In an era where concert films have undergone a resurgence thanks to artists like Beyoncé, Taylor Swift, Billie Eilish and others, Lowery clearly understands what makes those performances cinematic. He’s cited many of those projects as influences, and it shows. These moments are glamorous, inventive, and staged with a confidence that rivals some of the best concert filmmaking of the last several years. They’re the easiest thing to market about Mother Mary because they’re also the easiest thing to immediately connect with. The irony is that they barely make up the movie.
Instead, Mother Mary spends most of its runtime isolated in a wood shack/barn where Sam, played well and with bottled-up anger by Michaela Coel, designs the outfit for Mary’s return to the stage. The film becomes a chamber piece focused on old wounds and fractured friendship, which would be perfectly fine if either character felt fully realized beyond the broad strokes Lowery provides.
Anne Hathaway, to her credit, gives absolutely everything to this performance. It’s a startlingly demanding role, requiring her to bounce between commanding stage performances and emotionally raw confrontations with Coel. She handles both sides of the equation beautifully. Coel is equally locked into the film’s wavelength, navigating the gothic mystery that hangs over every interaction. There’s never a moment where either actress feels miscast or incapable of carrying the material, in fact for much of it they feel overqualified, doing their best to string along a story that doesn’t offer enough to sink your teeth into.
Lowery spends much of the first hour refusing to show his hand. Information arrives in fragments. Conversations dance around specifics, and motivations are intentionally obscured. It’s a storytelling approach that can create intrigue when executed well, but here it risks exhausting the audience’s willingness to keep playing along. I spent much of the film feeling like I’d accidentally wandered into the second act of a story whose first act had been misplaced.
We understand that Mother Mary and Sam have suffered a falling out. We understand that their relationship carries emotional baggage. What we never fully understand is who they are outside of that history. Their careers are defined. Their shared pain is defined. Everything else feels frustratingly vague.
As a result, the reunion at the center of the film never lands with the emotional force it’s clearly reaching for.
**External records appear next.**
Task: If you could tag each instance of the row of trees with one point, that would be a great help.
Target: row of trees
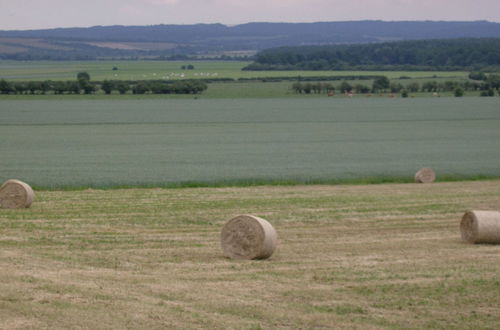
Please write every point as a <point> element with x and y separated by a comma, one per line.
<point>85,86</point>
<point>451,54</point>
<point>383,84</point>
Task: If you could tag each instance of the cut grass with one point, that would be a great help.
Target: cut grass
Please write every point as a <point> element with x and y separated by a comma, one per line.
<point>358,256</point>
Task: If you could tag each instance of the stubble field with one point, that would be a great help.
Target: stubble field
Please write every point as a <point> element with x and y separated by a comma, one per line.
<point>357,257</point>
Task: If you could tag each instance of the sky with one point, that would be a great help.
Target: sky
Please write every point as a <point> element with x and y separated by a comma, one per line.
<point>40,14</point>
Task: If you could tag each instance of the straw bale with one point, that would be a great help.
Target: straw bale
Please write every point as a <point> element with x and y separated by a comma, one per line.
<point>248,237</point>
<point>15,194</point>
<point>481,227</point>
<point>425,175</point>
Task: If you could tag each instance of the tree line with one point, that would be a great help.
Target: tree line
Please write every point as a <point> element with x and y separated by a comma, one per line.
<point>449,54</point>
<point>488,85</point>
<point>83,85</point>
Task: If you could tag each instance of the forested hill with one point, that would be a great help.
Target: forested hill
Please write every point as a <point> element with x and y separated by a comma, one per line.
<point>448,54</point>
<point>200,39</point>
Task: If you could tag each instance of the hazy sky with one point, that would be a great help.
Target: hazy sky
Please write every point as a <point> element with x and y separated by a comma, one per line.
<point>36,14</point>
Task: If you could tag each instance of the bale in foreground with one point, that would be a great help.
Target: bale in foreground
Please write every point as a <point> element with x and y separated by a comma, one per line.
<point>248,237</point>
<point>425,175</point>
<point>481,227</point>
<point>15,194</point>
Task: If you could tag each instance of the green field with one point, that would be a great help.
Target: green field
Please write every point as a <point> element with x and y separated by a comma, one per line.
<point>162,142</point>
<point>349,257</point>
<point>147,70</point>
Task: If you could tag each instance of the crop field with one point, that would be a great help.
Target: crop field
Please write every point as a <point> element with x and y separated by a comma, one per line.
<point>180,142</point>
<point>148,70</point>
<point>350,257</point>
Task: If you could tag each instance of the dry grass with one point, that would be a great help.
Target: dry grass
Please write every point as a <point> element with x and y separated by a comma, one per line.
<point>379,256</point>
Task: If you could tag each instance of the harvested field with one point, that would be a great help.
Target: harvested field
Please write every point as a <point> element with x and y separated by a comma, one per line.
<point>376,256</point>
It’s difficult to care deeply about two people reconnecting when you’ve barely been given a reason to know them in the first place.
That disconnect becomes increasingly noticeable because of how heavily the film was marketed around its concert imagery. They’re intermittently edited into a movie otherwise consumed by quiet conversations and table-setting for revelations that take far too long to arrive. By the time the second half begins delivering answers, I found myself struggling to remain invested in questions that never grabbed me in the first place.
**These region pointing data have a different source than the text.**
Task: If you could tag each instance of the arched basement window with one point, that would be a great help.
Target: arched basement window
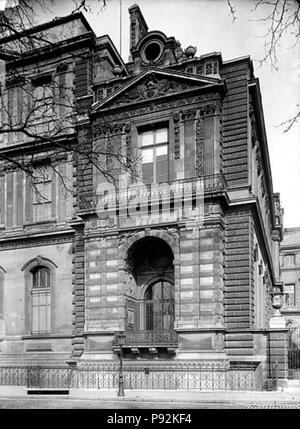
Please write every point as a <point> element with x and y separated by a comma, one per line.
<point>40,301</point>
<point>159,305</point>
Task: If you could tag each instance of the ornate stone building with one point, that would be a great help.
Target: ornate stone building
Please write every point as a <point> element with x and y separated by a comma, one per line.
<point>290,274</point>
<point>188,282</point>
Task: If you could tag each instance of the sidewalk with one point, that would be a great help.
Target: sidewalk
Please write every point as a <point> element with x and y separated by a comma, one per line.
<point>286,395</point>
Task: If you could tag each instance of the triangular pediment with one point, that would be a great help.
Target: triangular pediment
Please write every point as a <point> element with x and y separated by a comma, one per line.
<point>153,83</point>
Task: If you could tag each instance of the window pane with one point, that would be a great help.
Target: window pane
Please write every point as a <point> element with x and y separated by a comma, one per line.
<point>147,173</point>
<point>147,138</point>
<point>162,135</point>
<point>162,169</point>
<point>40,312</point>
<point>147,155</point>
<point>162,150</point>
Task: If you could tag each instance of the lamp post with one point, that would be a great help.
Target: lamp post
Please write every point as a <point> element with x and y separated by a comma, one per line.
<point>121,341</point>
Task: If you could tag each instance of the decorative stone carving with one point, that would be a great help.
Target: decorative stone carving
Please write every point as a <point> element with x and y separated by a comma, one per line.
<point>263,189</point>
<point>127,129</point>
<point>176,118</point>
<point>153,87</point>
<point>207,109</point>
<point>152,107</point>
<point>189,114</point>
<point>199,147</point>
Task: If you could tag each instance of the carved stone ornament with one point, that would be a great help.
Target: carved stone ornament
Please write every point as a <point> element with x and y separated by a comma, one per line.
<point>189,114</point>
<point>258,161</point>
<point>133,111</point>
<point>153,87</point>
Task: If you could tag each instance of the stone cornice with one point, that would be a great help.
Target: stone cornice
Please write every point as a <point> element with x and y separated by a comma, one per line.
<point>34,240</point>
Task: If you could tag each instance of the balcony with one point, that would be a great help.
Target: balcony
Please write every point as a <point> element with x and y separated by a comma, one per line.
<point>153,199</point>
<point>151,340</point>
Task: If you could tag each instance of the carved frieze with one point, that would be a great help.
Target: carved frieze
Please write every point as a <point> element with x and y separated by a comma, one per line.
<point>128,143</point>
<point>207,109</point>
<point>188,114</point>
<point>263,189</point>
<point>153,87</point>
<point>258,160</point>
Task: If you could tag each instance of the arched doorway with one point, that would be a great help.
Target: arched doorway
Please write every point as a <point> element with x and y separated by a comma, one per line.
<point>159,306</point>
<point>150,301</point>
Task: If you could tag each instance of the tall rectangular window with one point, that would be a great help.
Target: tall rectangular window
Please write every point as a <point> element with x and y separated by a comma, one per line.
<point>154,145</point>
<point>42,195</point>
<point>40,295</point>
<point>289,290</point>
Stylistically, Mother Mary often reminded me the most of Peter Strickland’s In Fabric. The giallo-inspired visual language, heightened artifice, and dreamlike atmosphere all feel spiritually connected. The difference is that In Fabric continually pushes itself toward stranger and riskier places. Whether or not every swing connects, Strickland’s film feels determined to explore every bizarre corner of its premise. Mother Mary, by comparison, feels oddly restrained despite its enigmatic presentation.
There’s certainly admiration to be had here. Hathaway and Coel are excellent. The concert sequences are phenomenal. Lowery remains a filmmaker whose ambitions are far more interesting than most directors working at this scale. But ambition only gets you so far when the emotional foundation underneath it feels this thin.
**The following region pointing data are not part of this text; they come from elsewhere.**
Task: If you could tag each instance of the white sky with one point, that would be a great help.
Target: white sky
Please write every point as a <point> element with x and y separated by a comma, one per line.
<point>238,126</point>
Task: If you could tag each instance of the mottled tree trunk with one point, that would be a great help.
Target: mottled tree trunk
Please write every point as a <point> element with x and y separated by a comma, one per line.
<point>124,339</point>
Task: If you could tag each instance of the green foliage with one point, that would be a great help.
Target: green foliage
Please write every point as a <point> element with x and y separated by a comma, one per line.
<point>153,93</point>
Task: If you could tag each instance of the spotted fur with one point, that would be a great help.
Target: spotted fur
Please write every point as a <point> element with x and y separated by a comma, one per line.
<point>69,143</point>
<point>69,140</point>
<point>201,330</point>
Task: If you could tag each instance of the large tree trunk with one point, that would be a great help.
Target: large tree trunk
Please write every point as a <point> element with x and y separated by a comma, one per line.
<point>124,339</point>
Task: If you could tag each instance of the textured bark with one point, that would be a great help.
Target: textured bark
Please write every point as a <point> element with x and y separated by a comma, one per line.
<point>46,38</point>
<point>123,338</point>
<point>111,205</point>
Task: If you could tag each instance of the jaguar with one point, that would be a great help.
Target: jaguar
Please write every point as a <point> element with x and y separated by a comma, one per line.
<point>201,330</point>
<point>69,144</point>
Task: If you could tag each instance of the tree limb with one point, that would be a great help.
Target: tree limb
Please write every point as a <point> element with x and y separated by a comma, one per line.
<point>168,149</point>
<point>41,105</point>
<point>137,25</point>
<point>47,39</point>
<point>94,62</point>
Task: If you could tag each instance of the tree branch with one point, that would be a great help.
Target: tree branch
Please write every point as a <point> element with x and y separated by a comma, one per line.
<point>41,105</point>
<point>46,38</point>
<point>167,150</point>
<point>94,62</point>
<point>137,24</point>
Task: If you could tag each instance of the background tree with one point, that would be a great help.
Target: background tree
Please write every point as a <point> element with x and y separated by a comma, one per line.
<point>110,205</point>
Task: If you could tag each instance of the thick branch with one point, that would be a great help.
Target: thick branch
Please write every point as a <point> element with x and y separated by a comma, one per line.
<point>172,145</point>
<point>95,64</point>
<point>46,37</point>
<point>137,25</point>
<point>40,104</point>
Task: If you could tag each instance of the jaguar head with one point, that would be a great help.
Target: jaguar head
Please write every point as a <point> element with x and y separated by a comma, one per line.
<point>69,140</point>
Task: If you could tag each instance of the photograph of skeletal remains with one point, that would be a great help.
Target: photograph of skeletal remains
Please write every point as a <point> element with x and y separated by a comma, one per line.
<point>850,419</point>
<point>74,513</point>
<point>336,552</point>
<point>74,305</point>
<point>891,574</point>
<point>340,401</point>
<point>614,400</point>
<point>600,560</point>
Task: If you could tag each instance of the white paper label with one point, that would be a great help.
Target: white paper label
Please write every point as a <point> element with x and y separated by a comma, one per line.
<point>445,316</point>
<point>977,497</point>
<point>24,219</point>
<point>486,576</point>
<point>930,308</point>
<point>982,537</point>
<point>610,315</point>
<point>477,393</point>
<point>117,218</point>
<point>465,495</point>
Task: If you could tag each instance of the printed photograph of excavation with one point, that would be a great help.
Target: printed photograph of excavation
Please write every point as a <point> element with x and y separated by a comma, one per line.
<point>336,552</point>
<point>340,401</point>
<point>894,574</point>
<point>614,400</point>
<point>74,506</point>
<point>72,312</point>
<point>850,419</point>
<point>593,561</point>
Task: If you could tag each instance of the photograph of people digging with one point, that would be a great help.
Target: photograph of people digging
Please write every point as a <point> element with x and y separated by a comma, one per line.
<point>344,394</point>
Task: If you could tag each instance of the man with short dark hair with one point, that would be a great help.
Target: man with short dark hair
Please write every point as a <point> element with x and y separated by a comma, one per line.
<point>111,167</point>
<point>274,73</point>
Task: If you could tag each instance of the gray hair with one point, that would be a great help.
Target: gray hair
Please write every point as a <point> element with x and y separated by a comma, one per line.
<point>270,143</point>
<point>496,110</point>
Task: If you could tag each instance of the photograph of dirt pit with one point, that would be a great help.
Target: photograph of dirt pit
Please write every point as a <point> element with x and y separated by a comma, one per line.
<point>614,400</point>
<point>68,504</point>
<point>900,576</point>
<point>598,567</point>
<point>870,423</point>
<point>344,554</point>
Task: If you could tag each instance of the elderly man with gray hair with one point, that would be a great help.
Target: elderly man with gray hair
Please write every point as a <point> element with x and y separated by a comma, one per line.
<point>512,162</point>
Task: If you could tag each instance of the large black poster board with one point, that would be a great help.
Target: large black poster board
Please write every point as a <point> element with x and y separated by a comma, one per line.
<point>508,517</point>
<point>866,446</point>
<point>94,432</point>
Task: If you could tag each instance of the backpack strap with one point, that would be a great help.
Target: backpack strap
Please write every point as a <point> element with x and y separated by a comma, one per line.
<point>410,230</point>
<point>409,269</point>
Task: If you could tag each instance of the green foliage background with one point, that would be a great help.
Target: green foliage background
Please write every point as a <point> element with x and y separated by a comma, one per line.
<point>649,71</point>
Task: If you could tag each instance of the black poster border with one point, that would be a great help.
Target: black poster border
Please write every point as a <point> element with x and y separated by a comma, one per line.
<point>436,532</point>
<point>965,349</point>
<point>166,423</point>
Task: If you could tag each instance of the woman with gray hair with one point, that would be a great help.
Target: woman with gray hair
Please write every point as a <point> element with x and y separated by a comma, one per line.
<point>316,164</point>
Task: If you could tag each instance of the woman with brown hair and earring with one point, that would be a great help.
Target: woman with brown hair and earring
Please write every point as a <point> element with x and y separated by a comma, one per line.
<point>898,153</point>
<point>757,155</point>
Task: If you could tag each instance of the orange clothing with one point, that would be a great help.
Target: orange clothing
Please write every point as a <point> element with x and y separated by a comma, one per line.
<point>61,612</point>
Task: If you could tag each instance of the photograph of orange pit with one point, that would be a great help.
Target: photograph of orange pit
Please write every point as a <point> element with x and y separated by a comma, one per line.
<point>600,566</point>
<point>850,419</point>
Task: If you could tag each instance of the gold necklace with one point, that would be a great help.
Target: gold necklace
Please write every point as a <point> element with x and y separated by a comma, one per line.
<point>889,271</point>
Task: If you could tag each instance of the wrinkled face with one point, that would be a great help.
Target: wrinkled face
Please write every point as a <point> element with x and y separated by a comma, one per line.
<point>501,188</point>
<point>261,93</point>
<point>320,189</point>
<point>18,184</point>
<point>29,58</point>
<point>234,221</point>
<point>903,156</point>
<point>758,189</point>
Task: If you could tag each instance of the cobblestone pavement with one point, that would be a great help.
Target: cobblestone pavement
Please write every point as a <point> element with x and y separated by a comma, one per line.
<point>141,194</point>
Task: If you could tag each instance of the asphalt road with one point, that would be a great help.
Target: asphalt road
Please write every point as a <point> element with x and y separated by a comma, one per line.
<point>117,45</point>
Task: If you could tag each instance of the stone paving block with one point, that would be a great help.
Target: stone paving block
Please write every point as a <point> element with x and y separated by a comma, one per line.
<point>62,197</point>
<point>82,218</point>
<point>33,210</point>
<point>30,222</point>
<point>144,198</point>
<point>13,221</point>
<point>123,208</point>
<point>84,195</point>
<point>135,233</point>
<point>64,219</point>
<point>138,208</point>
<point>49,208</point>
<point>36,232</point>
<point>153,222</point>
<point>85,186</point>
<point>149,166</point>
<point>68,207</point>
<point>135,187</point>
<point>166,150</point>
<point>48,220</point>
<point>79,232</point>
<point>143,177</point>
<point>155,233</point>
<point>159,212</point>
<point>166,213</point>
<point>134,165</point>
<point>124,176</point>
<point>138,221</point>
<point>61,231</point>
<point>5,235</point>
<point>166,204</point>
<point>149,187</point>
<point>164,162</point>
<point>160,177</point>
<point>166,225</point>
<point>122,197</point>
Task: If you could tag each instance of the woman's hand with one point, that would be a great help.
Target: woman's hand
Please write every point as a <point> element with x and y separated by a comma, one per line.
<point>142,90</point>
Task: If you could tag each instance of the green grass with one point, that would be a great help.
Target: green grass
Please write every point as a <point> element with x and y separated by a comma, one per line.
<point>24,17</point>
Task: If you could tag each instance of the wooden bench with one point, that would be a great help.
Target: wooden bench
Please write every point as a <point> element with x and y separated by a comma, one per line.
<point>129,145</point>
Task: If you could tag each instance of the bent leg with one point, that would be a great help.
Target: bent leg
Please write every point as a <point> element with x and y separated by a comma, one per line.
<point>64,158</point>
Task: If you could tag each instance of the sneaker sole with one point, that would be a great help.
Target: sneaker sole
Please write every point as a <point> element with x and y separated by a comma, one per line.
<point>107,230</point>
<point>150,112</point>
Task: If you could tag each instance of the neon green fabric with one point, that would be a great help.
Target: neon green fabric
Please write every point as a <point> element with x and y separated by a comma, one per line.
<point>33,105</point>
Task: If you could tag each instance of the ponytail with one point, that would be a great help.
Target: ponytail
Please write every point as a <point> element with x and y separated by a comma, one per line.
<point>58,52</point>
READ MORE MOVIE REVIEWS: Obsession, Kontinental ’25, Backrooms
Mother Mary constantly gestures toward depth without ever quite finding it. For some viewers, that ambiguity will likely be the appeal. For me, it resulted in a film that feels caught between two far more interesting versions of itself: a dazzling concert spectacle and an intimate character study. It never fully commits to either, and I wish it committed to option A. Lowery continues walking that tightrope. This time, unfortunately, he falls off.
Score: 4/10

Mother Mary (2026)
- Cast: Anne Hathaway, Michaela Coel, Hunter Schafer
- Director: David Lowery
- Genre: Drama, Music, Thriller
- Runtime: 108 minutes
- Rated: R
- Release Date: April 17, 2026
- Movies Like Mother Mary: Trap, Last Night in Soho, The Bride!